Garrison information
- Current commander: Air Cdre. Syed Inam
- Garrison: 36 TA Wing
- Occupants: 17 Squadron "Tigers" 26 Squadron "Black Spiders" 81 Rescue Squadron "Kangaroos"

Airfield information
- Identifiers: IATA: PEW, ICAO: OPPS
- Elevation: 369 metres (1,211 ft) AMSL
Runways
| Direction | Length and surface |
| 17/35 | 2,743 metres (8,999 ft) Asphalt |

= PAF Base Peshawar =

Pakistan Air Force military installation

Pakistan Air Force Base, Peshawar is an airbase of the Pakistan Air Force (PAF) located in Peshawar, Khyber Pakhtunkhwa, Pakistan. It is the operational site of the PAF's Northern Air Command, located to the east of Bacha Khan International Airport, which is shared by both civil aviation flights and military flights.

==History==

The site was originally established by the British as RAF Peshawar. It was formerly used by the Royal Air Force between 1918 and 1947. The first wing headquarters to arrive appears to have been No. 52 (Corps) Wing in March 1918, and then No. 1 (British Indian) Wing from 1921-28. The first flying squadron reported at Peshawar was No. 31 Squadron RAF between 31 October 1921 and 17 April 1923 with the Bristol F.2B Fighter, which came back between December 1939 and February 1941.

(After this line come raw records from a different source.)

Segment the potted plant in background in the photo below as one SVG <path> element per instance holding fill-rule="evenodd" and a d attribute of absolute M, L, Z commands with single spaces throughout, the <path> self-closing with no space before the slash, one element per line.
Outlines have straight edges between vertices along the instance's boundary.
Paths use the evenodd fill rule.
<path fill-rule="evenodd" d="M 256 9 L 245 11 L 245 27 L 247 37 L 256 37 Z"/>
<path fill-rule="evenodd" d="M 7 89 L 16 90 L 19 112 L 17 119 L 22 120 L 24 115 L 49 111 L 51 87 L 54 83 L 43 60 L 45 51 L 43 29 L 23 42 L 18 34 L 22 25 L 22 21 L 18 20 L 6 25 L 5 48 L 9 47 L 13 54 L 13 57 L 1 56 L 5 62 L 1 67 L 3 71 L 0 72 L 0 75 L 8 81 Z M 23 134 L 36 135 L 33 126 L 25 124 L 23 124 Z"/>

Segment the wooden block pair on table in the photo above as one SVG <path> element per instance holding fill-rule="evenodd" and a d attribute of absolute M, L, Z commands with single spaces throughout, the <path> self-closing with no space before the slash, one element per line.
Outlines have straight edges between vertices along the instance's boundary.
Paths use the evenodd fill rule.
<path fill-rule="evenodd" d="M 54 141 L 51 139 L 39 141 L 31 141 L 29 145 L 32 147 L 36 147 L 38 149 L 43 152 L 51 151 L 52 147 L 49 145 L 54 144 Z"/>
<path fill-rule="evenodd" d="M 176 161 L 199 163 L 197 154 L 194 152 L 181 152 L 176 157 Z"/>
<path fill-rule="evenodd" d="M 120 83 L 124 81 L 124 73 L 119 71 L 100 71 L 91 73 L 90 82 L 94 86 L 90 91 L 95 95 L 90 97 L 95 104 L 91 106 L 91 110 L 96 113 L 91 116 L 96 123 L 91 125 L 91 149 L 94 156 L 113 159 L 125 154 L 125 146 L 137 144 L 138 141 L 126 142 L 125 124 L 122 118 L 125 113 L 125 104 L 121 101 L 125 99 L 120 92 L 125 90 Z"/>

The following other units were here at some point:

- No. 5 Squadron RAF between 22 January and 3 July 1947 with the Hawker Tempest F.2
- No. 20 Squadron RAF initially between 5 January and 22 May 1925 with the Bristol F.2B Fighter, then returning on 12 October 1925 and staying on and off until 1 May 1942 operating the Westland Wapiti then the Hawker Audax and finally the Westland Lysander II
- No. 27 Squadron RAF between 26 May and 12 October 1925 with the Airco DH.9A
- No. 28 Squadron RAF initially between 19 April 1923 and 5 January 1925 with the F2B Fighter, followed by detachments during 1931 and 1939
- No. 34 Squadron RAF detachment between June and December 1942 with the Bristol Blenheim IV
- No. 39 Squadron RAF detachment between March 1929 and November 1931 operatingthe Wapiti
- No. 60 Squadron RAF initially between 29 May and 15 October 1925 with the DH.9A then between March 1939 and February 1941 as a detachment
- No. 155 Squadron RAF between 1 April and 9 July 1942
- No. 659 Squadron RAF from 12 January 1946 then downsizing to a detachment from January 1947 operating the Taylorcraft Auster V & Auster AOP.6. The squadron was disbanded on 14 August 1947.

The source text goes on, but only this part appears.